Key Feature Three: Voting
  • The New Law currently provides for one class of creditors for voting purposes, comprising privileged creditors (e.g. government dues), unsecured creditors (including unsecured portion of a secured debt), and secured creditors if authorised by the Bankruptcy Court (e.g. if the rights of those secured creditors are affected by the plan). While the New Law refers to creditor classification, there is no reference to cross-class cramdowns. Further guidance on creditor classes and their treatment for voting purposes is anticipated in the Implementing Regulations.
  • The meeting quorum to approve a plan requires creditors representing 50% of the approved claims for voting purposes to attend (the Required Amount).
  • In order for a plan to be approved creditors holding 66 2/3% of the Required Amount must vote in favor of the plan (therefore in theory a plan could be approved by creditors holding 33% of the approved claims).
  • Additionally, any plan approved by the required majority must meet the new fairness standards (defined by the New Law) and be ratified by the Bankruptcy Court.
Key Feature Four: Ratification of a Restructuring Plan which has not been approved by the Required Majority

The Bankruptcy Court has the right to approve a restructuring plan which has not been approved by the required majority. This is not the case for a preventative settlement process.

Key Feature Five: New Financing

The Bankruptcy Court has the authority to approve new financings which:

  • rank above other unsecured debt;
  • are secured against unencumbered assets (if any);
  • are secured against encumbered assets (and therefore constitute second ranking security); and/or
  • are secured as first ranking security over encumbered assets (with the consent of the beneficiary of the existing first ranking security).
Key Feature Six: Capacity

Capacity of the Bankruptcy Court stands as a pivotal and frequently discussed topic under the New Law.

The New Law is sophisticated.
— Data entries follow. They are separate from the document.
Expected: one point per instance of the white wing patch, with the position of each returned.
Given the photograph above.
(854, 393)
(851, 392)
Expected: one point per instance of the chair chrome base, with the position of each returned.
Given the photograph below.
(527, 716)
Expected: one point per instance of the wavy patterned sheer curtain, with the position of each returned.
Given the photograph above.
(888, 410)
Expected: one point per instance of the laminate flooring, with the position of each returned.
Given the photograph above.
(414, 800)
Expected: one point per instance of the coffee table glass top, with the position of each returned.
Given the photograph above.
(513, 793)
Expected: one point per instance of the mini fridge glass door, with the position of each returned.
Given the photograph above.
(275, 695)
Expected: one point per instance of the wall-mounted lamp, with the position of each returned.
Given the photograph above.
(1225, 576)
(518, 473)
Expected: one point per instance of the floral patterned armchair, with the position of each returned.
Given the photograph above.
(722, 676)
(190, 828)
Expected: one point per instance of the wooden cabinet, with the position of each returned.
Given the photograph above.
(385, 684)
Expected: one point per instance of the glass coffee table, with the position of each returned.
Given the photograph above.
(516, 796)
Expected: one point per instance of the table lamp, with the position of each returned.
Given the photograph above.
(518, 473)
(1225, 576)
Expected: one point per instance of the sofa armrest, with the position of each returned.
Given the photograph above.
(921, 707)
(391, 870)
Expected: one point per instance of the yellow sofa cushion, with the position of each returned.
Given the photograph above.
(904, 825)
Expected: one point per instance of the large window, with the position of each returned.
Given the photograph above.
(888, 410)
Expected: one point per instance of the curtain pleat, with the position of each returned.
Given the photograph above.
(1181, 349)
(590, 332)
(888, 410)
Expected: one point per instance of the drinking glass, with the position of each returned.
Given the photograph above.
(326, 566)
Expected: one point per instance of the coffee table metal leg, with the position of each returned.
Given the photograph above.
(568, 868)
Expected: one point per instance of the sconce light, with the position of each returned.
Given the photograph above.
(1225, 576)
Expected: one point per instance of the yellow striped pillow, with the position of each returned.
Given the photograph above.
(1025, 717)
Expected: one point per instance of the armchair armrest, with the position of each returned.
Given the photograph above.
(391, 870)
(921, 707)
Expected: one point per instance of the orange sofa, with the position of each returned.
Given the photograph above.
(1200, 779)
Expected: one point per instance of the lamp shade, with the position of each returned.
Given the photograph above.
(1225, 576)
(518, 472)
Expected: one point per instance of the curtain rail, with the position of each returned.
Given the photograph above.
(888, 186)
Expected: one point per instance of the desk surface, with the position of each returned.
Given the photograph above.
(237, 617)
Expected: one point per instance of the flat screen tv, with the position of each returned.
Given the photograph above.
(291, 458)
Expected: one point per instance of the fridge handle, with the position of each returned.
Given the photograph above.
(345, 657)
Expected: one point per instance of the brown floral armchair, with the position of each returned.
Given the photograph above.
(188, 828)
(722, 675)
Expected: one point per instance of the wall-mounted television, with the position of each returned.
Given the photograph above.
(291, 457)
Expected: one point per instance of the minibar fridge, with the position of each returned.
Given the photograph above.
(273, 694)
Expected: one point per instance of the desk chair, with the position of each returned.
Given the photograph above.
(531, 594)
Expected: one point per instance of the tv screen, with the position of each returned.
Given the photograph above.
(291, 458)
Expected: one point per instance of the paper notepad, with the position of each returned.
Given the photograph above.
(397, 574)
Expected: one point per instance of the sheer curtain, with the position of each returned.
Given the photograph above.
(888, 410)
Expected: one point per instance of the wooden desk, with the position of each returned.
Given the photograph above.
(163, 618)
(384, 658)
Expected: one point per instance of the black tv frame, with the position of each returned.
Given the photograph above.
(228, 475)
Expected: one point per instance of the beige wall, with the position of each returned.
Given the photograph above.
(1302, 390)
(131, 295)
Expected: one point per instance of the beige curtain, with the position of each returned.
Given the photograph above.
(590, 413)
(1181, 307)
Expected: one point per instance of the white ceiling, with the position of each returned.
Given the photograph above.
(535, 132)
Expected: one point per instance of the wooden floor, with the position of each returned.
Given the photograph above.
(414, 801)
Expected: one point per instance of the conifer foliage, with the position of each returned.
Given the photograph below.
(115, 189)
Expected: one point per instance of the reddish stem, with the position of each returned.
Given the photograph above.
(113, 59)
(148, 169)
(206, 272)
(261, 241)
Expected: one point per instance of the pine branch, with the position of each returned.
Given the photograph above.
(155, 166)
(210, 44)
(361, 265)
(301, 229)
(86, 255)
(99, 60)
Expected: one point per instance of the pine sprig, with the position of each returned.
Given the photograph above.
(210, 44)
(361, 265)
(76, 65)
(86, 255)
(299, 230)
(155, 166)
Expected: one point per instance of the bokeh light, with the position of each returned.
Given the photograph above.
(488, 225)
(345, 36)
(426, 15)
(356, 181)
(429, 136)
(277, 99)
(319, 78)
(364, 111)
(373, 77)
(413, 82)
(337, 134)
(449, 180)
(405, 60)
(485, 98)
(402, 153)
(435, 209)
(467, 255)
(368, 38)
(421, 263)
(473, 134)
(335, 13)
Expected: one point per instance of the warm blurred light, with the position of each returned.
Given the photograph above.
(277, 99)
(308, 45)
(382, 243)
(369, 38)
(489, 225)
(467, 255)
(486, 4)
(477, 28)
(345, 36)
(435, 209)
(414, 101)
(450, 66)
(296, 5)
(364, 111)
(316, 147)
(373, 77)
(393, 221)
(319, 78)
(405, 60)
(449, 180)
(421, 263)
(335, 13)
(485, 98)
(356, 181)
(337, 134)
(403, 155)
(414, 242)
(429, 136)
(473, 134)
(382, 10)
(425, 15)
It aims to ensure swift and efficient access while safeguarding the rights of debtors and creditors under a predicable regime. Addressing these concerns, amongst others:

  • The New Law establishes a Bankruptcy Court dedicated to hearing restructuring and bankruptcy matters.
  • Under the New Law the Bankruptcy Court has broad discretion to determine matters such as:
    • Making the decision whether to accept a restructuring or a bankruptcy application (i.e. does the creditor meet the required threshold to be able to commence the applicable proceeding?).
    • Ratifying a restructuring plan which has not been approved by the required majority.
    • Appointment of trustees.
    • Determining trustees’ powers in respect of specific issues.
    • Decisions with respect to a debtor borrowing new monies.
    • Determining which creditors have the right to vote on plans.
    • Making decisions to amend plans before being sent back for a further vote (e.g. in the event grounds of fairness have not been met).
  • The Bankruptcy Court’s broad discretion underscores the significance of building capacity within the court, and ensuring enhanced expertise in exercising such discretion over time.
  • The Bankruptcy Court will be supported by:
    • Experts/auditors paid for by the competent judicial authority. This is distinct from trustees appointed to oversee the restructuring and bankruptcy procedures.
    • The bankruptcy administration within the Bankruptcy Court to be led by a judge of no lower rank than an appeal court judge, tasked with responsibilities such as reviewing the pace of various procedures, aligning with the objective of expediting implementation of procedures under the New Law.
    • The Bankruptcy Unit (being the old Financial Restructuring Committee) will sit within the Ministry of Justice, tasked with matters such as approving roster of experts and establishing and organising a bankruptcy register.